The cane might do more than help toddlers avoid falling over objects and walking into walls and trees. Research has found that childhood blindness also can lead to delays in speech, motor function and the ability to play and socialize. Ongoing research by the professors indicates that connecting vision-impaired toddlers with their world, through the wearable toddler cane may well reduce or avoid those complications.

“Vision-impaired toddlers want to run and explore the world just like sighted kids, but they trip over unseen objects, fall and walk into walls,” explained toddler-cane inventor, Grace Ambrose-Zaken, who coordinates Hunter College’s master’s program in rehabilitation, teaching, and orientation and mobility (O&M). “Those who can’t move around independently without hurting themselves tend to avoid moving.

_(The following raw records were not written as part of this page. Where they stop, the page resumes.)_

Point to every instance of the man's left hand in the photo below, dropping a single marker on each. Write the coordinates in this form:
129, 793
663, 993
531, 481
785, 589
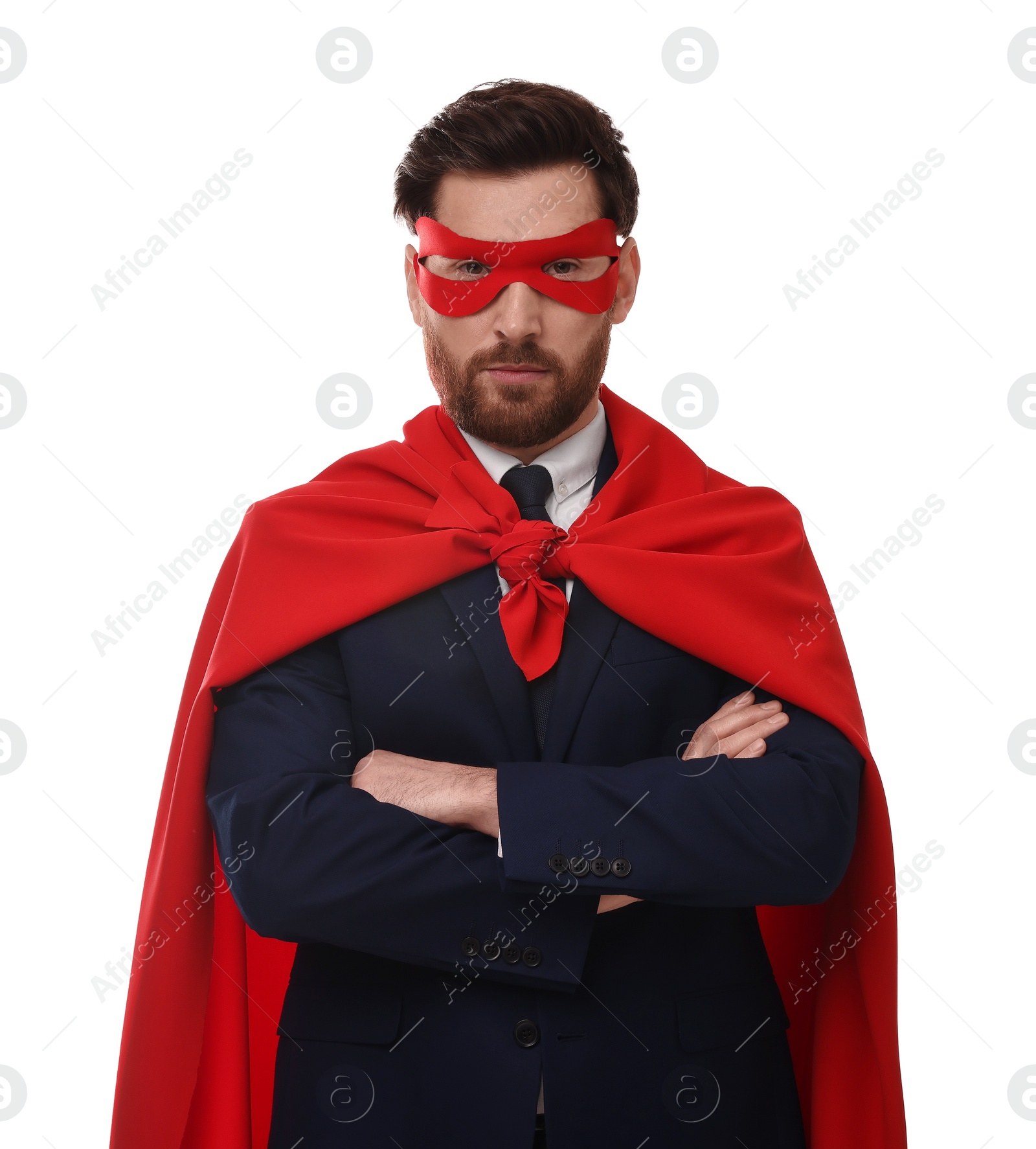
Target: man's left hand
444, 791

They don’t play by themselves, but lay on the floor and twirl around because they are prisoners in their space and moving is fraught with danger.”

“This simple, yet extraordinary device is another example of the genuinely life-changing research going on at CUNY,” said chancellor, James B. Milliken. “I could not be prouder of our faculty and more pleased for the children and families who will benefit from this wonderful invention.”

One stunning effect of the cane that is readily apparent in video footage that Ambrose-Zaken shot is that youngsters suddenly walk— indeed, run—straight ahead.

“All of that happens instinctively and in a snap,” said Brooklyn parent, Karen Dunlap, who in her work life sources and sells tea. “My daughter’s O&M specialist shared a video of Grace demonstrating a very early prototype and I contacted her immediately.” Léa has a little-known condition, cortical visual impairment, from a stroke after birth, which primarily affects her safe mobility. “I just had to have one for Léa and from the first time she wore the toddler cane, there were dramatic differences in her being able to walk upright. Before, Léa’s head was always down and she couldn’t walk straight, but when she wore her cane, she walked upright and straight,” Dunlap said.

When a City College biomedical engineering professor, Marom Bikson, learned about Ambrose-Zaken’s work, he volunteered to help her perfect the design, produce prototypes and ramp up for manufacturing. Bikson remembers, “As a father of two toddlers, I saw the absolute necessity for this device, so I offered to help make it.” At City College’s Grove School of Engineering, Bikson manages a program that develops medical devices. His special focus is treating neurological and psychiatric disorders, like depression and development delays.

Since then, the project won a grant from the U.S. Department of Education for the first phase of testing, allowing the team to conduct prototype-development trials using state-of-the-art, rapid-prototyping facilities, including 3-D printers, in fabricating the toddler canes, which are currently custom-made to fit each child.

The CUNY professors are now seeking additional government and foundation funding for phase-two development, including reducing the cost of manufacturing. There also will be additional clinical trials to collect more data on the benefits of the toddler cane, not simply on mobility but also on general measures of well-being and development. Through support from CUNY foundations and the U.S. Department of Education, canes are provided cost free to users participating in the clinical trials.